Riverbed Technology announced the signing of a definitive agreement to acquire Xirrus, a provider of next generation Wi-Fi networks.

The acquisition of the privately-held company will expand Riverbed’s market leading SD-WAN (software-defined wide area network) and cloud networking solution Riverbed SteelConnect with the integration of a robust and proven suite of advanced, high density and cloud-managed Wi-Fi solutions, offering Riverbed customers and partners the power of unified connectivity and policy-based orchestration that spans the entire distributed network – WAN, LAN/WLAN, data center and the cloud. Riverbed will also continue to offer Xirrus as a stand-alone enterprise WLAN solution.

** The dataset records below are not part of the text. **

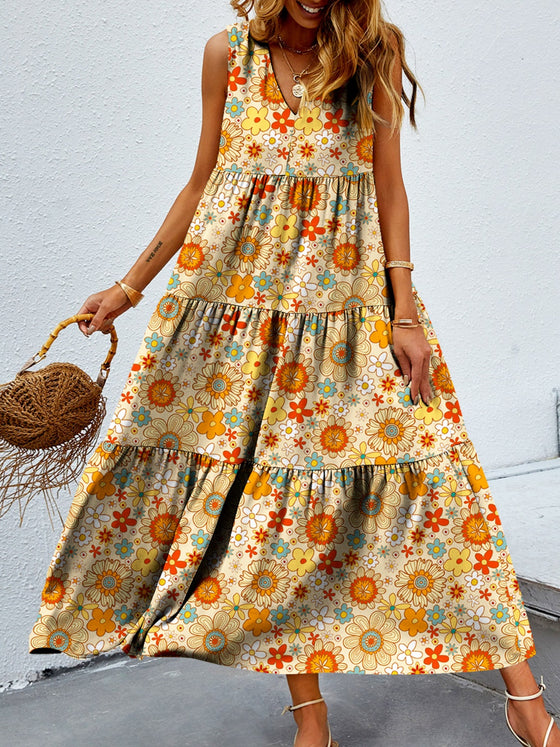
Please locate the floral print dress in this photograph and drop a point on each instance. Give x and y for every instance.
(267, 495)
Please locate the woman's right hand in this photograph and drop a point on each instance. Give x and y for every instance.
(106, 305)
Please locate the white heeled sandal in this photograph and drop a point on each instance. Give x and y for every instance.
(330, 743)
(542, 688)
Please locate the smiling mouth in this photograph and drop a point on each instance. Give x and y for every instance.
(310, 9)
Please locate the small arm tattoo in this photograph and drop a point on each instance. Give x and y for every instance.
(154, 251)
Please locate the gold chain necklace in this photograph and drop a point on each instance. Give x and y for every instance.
(298, 89)
(298, 51)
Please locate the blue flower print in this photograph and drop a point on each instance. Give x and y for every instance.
(499, 541)
(314, 461)
(500, 613)
(280, 615)
(123, 615)
(344, 613)
(235, 37)
(200, 539)
(405, 398)
(326, 279)
(339, 206)
(436, 548)
(280, 548)
(173, 281)
(436, 478)
(141, 416)
(314, 325)
(234, 351)
(123, 478)
(234, 418)
(351, 170)
(262, 281)
(327, 388)
(357, 539)
(188, 613)
(436, 615)
(263, 214)
(124, 548)
(154, 343)
(235, 107)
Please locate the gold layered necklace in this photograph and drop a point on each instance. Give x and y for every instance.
(298, 88)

“Xirrus is a strategic acquisition for Riverbed, providing us with a leading enterprise-grade Wi-Fi solution, and enhancing SteelConnect to deliver an unmatched SD-WAN offering that will help further fuel our growth in this hot market,” said Jerry M. Kennelly, Riverbed Chairman and CEO. “In today’s digital, cloud, and mobile world, enterprise networks are more complex and unpredictable than ever before and IT is struggling to manage all of this. A fundamental rethink to networking is required and with this acquisition, Riverbed and our partners are uniquely positioned to provide CIOs and businesses with a software-defined networking approach that delivers unified connectivity and orchestration across the entire network.”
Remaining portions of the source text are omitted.